Katada

DAU Ditunda, Pemkab Lombok Utara Enggan Disalahkan

Kepala Bappeda Lombok Utara Heryanto.

Lombok Utara, Katada.id – Kepala Bappeda Lombok Utara Heryanto angkat bicara terkait Dana Alokasi Umum (DAU) sebesar 35 persen yang ditunda oleh pusat. Menurutnya penundaan ini bukan sepenuhnya kesalahan Pemkab.

Ia menegaskan penundaan pencairan DAU itu dikarenakan aturan yang dibuat pemerintah pusat. “Tertundanya DAU bukan salah daerah, tapi aturan yang diberikan oleh pemerintah pusat amburadul karena selalu berubah, juga waktu yang diberikan begitu mepet,” bebernya, Selasa (12/5).

Ia menjelaskan,sebenarnya Pemkab sudah menyampikan laporan dukungan anggaran untuk penanganan Covid-19 sebesar Rp 65 miliar pada 17 April lalu. Laporan tersebut disampaikan sesuai dengan arahan pada Permendagri Nomor 20 dan PMK Nomor 19. Di dalam aturan itu mengatakan pelaporan maksimal 7 hari setelah keluarnya aturan tersebut. “Malahan kita menyelesaikan itu hanya 5 hari saat itu,” akunya.

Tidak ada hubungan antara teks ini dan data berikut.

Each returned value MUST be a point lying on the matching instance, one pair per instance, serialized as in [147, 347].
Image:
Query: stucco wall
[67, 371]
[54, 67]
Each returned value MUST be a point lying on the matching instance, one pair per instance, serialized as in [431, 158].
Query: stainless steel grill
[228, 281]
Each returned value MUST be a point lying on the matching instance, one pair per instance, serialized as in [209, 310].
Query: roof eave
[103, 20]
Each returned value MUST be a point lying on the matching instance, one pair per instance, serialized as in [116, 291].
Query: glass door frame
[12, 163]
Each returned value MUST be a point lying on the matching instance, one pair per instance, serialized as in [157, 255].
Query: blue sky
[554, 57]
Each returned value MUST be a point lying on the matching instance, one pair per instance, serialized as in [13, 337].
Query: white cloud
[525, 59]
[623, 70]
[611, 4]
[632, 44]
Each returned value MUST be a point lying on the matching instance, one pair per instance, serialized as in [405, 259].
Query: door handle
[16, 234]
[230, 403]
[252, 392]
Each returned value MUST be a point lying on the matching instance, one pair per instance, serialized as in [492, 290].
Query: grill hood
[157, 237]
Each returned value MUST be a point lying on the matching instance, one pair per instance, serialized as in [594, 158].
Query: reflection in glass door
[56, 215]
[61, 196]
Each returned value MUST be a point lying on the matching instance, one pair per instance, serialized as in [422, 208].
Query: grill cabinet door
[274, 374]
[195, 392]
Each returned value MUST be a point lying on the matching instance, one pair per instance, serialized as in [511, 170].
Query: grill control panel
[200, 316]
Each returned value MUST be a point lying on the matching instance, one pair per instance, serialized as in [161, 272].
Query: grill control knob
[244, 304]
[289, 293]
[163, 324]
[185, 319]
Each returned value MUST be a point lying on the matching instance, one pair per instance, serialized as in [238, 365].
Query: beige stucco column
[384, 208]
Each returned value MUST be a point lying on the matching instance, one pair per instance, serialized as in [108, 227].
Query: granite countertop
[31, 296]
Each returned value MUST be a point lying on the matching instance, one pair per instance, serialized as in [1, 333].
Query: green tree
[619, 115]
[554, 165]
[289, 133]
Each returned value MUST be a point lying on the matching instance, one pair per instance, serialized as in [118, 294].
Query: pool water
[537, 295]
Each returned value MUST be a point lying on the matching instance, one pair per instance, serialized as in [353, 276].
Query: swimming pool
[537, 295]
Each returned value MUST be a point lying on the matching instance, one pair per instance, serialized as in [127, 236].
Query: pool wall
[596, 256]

Ternyata pada 9 April setelah Perbup diselesaikan dan muncul lagi SKB (Surat Keputusan Bersama) dua menteri. Yakni SKB Mendagri 119 dan SKB Kemenkeu 177, yang didalamnya meminta pemotongan 50 persen belanja modal dan 50 persen belanja barang dan jasa. “Ini kan kerja rodi namanya. Baru kita sampaikan refocusing tahap I, lagi keluar regulasi baru dan diminta sesuaikan lagi,” terangnya.

Kata dia, sebenarnya anggaran penanganan Covid-19 di daerah sudah siap. Bahkan nilainya merupakan yang tertinggi di NTB. Namun setelah munculnya SKB dua Mentri 9 April, diikuti lagi PMK Nomor 35 pada 16 April lalu yang menginsyaratkan lagi beberapa item yang harus dipotong. “Jadi habis-habisan dana daerah ini dipotong pusat,” bebernya.

Hery menegaskan, menyesuaikan kembali regulasi itu tidaklah gampang. Kesulitan ini sudah disampaikannya kepada BPKP. Terutama kaitanya anggaran belanja barang dan jasa sudah dieksekusi di setiap OPD.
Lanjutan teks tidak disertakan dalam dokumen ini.